Although political pressures are at the top of the list of challenges against freedom of expression and right to information; the attention economy itself stands in the way of public debate and political agency under the COVID19 pandemic. In a media climate defined by monopolization of media outlets by pro-government capital, censorship and the suppression of dissident media, the invasion of the agenda by fear-mongering and sensationalist COVID19 related material further deteriorates the media landscape. Such a landscape means that there is a starkly higher possibility of missing out on crucial information of corruption, impunity against sexual violence and discrimination, ecological destruction, malpractice and other “bad” news that in fact feed into our political agency. While we all focus on the death toll and apocalyptic news, we are left in the dark as to significant events with long lasting impact on our society. Therefore, especially now, it is ever more important to amplify the voices of the citizen journalists, activists, oppositional media outlets, and to financially support these alternative platforms.

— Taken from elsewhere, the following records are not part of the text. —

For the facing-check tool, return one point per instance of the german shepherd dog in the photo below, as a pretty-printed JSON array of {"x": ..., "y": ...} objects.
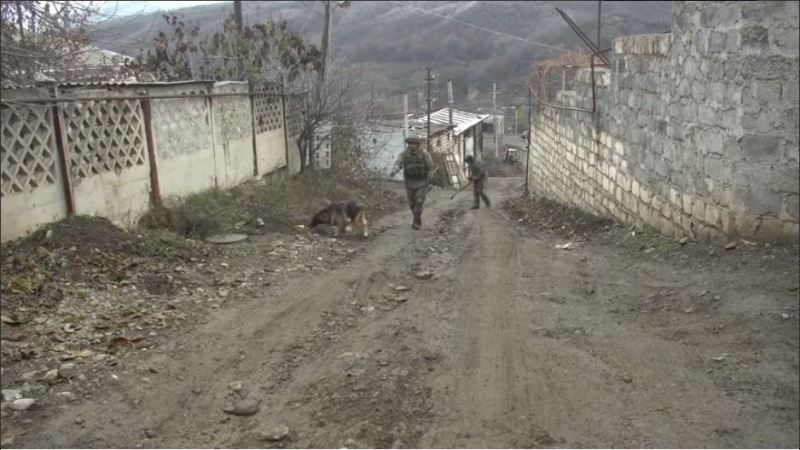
[{"x": 343, "y": 215}]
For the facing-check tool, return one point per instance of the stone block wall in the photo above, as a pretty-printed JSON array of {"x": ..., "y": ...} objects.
[{"x": 695, "y": 132}]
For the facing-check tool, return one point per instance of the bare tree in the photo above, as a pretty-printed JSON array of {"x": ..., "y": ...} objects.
[
  {"x": 266, "y": 51},
  {"x": 44, "y": 37},
  {"x": 336, "y": 101}
]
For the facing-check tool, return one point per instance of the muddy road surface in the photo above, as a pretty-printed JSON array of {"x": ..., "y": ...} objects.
[{"x": 476, "y": 331}]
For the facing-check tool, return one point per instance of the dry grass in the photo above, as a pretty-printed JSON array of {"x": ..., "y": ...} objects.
[{"x": 546, "y": 75}]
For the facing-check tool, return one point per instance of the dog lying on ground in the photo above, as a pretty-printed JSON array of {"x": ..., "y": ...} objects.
[{"x": 343, "y": 215}]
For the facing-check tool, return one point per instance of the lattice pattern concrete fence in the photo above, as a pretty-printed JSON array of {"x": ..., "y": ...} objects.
[{"x": 114, "y": 150}]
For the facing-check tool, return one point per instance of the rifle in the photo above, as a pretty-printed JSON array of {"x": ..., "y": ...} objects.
[{"x": 459, "y": 191}]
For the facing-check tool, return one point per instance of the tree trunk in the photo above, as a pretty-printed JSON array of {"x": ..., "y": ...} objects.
[{"x": 20, "y": 21}]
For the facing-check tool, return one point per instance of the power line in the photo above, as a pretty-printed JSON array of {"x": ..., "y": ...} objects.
[
  {"x": 310, "y": 8},
  {"x": 499, "y": 33}
]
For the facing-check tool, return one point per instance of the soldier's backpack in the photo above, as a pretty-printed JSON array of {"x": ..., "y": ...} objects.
[{"x": 414, "y": 167}]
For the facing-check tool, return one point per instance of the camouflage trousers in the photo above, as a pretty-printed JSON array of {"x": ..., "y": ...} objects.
[
  {"x": 477, "y": 191},
  {"x": 416, "y": 196}
]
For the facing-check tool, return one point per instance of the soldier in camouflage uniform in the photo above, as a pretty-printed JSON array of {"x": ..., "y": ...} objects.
[
  {"x": 417, "y": 166},
  {"x": 478, "y": 176}
]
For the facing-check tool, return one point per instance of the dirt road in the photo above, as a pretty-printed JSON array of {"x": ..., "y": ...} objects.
[{"x": 474, "y": 332}]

And so, we arrived at the concluding paragraph. This is where I am supposed to come up with a silver lining, a common denominator, a glimpse at a solution. Here it goes, like a paper boat in a tiny stream: Our common, global experience of the pandemic can indeed be an opportunity for us the empathize, to share and to build solidarity; all of which are reliant on how our communication is structured and whether or not we can exercise the fundamental freedom of expression. But more significantly, it requires us to reflect on what that means in practice, in different contexts: Freedom of expression cannot be merely guaranteed by a constitution or international protection mechanisms. The differentials of its exercise depend on structural inequalities in accessing the space, the physical and financial means, the time, and the safety for expressing one’s self. The current media technologies, that is, the architecture as well as the context of communication, contain our expression: It gives shape to or restrains the circulation of expression and imagery. Thus, we must take this chance to rethink who can speak where and when using what and how if we want to safeguard freedom of expression and to fertilize the ground where emancipatory new ideas will blossom.